Are they surrealist agit-prop? Are they left-wing kitsch? Are they “lowbrow” masterpieces before their time? Whatever else they are or seem to be, the ambitious, detail-rich paintings and drawings that San Francisco artist Irving Norman cranked out between the 1940s and his death in 1989 are the spawn of Mexican mural painting and science-fiction illustration, a kind of Orozco-meets-Metropolis nightmare, an angry acid trip right out of Howl. As political commentary Norman’s Boschian rants tend to the obvious, but every so often they pack a wallop. And pictorially, once you get past all the cartoon-level figuration, they have a compelling rhythmic drive. Actually, that cartoony quality is one of Norman’s double-take charms, something that draws you up short at first but once you get used to it seems inevitable. Himself influenced by the graphic novellas of the 1920s and ’30s, Norman may have been one of the unspoken influences on the Bay Area’s underground comix explosion. There’s more than a little Crumb here — and Spain, and Robert Williams, and through them on to today’s hyperrealist dystopians.

Norman lays a heavy trip, so the soul — and even the body — might use a good cleansing after seeing his work. “Healing” provides that in spades. A veritable Wunderkammer of good juju, this crowded anthology of amulets, medicine sticks and other devices for righting spirit and corpus will cure simply through proximity. Spanning the globe with artifacts from Australia, North Africa, Haiti, China, Israel, Indonesia, Mongolia, native America and nearly a score more places, “Healing” mixes the scholarly with the personal and the didactic with the mystical. You feel good just standing among the retablos and urns and sacred scripts. But you feel even better as you get close to things and find out how they work.
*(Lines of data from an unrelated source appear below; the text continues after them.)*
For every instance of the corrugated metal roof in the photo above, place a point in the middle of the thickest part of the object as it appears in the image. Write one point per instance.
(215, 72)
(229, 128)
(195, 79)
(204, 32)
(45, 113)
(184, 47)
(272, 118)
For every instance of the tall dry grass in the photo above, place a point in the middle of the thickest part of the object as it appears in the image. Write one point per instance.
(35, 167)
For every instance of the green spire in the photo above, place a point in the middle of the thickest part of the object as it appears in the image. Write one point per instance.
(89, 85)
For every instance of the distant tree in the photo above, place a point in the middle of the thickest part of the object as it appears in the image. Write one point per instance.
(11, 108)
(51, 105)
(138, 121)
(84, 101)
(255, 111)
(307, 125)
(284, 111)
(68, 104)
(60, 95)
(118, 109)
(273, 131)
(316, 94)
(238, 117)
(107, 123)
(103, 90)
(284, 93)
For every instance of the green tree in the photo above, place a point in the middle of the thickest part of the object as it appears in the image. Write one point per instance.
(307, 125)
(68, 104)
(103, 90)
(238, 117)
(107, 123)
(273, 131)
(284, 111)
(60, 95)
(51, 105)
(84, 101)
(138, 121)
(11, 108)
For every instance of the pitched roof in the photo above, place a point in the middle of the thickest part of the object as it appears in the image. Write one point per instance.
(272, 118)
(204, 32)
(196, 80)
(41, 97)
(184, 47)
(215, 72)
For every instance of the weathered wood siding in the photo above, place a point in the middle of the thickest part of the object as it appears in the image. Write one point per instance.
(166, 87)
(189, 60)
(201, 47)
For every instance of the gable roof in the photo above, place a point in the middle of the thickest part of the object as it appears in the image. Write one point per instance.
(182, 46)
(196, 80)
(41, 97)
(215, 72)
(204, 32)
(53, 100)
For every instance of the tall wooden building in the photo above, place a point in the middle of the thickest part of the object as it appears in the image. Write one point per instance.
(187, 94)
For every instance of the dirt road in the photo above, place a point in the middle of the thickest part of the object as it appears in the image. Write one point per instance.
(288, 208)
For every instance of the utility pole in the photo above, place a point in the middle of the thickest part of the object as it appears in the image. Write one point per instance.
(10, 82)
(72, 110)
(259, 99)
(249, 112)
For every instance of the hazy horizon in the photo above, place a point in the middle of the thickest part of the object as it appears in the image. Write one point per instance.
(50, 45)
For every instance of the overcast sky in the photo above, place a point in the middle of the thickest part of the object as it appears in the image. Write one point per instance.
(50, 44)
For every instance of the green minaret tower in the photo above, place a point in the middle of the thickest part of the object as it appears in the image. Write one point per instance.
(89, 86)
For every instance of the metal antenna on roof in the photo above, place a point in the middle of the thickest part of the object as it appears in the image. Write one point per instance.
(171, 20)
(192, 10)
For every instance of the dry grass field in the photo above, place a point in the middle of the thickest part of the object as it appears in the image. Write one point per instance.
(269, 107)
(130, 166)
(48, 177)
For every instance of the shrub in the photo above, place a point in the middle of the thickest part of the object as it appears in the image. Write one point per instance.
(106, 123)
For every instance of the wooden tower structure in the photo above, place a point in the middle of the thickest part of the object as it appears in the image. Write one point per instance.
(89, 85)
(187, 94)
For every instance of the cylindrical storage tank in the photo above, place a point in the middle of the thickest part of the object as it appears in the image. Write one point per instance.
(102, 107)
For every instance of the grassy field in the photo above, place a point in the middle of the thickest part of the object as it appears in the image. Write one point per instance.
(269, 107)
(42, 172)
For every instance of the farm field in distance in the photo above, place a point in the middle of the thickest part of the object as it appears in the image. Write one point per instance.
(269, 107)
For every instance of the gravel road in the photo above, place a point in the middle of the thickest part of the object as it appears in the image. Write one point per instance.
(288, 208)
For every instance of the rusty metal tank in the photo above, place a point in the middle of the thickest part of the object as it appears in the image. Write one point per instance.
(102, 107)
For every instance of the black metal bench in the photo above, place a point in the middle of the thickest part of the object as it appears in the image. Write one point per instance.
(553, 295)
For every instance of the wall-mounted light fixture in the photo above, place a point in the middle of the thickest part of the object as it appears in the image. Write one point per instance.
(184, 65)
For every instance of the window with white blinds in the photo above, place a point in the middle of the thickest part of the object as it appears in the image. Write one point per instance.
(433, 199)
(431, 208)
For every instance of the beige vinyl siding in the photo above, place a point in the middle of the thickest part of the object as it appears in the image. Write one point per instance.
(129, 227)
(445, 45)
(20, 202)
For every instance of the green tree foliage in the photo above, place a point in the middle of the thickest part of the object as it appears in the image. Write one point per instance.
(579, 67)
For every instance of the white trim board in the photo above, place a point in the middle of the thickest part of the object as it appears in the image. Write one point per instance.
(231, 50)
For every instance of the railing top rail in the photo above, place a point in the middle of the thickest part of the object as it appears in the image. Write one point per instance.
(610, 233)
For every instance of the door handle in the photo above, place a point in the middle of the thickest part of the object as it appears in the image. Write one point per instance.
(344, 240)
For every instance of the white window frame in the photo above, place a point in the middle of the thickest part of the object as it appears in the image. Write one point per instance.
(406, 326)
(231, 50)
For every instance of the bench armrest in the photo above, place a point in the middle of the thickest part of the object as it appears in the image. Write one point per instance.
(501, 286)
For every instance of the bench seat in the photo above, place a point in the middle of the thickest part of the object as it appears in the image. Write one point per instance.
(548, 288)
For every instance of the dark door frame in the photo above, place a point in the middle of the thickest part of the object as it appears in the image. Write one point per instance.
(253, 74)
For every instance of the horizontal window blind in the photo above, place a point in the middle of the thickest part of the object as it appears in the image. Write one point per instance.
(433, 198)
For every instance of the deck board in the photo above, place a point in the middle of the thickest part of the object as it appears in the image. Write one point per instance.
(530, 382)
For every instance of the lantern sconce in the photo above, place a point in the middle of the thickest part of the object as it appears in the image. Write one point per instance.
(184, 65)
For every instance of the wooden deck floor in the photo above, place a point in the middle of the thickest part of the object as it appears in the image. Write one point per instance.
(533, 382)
Irving Norman at the Pasadena Museum of California Art, 490 E. Union St., Pasadena; Wed.-Sun., noon-5 p.m. (626) 568-3665. “Healing” at the Craft and Folk Art Museum, 5814 Wilshire Blvd., L.A.; Tues.-Fri., 11 a.m.-5 p.m. (Thurs. until 7 p.m.), Sat.-Sun., noon-6 p.m. (323) 937-4230. Both thru April 15.

Healing 5, Democratic Republic of Congo, circa late 19th century(Courtesy collection of Woods Davy)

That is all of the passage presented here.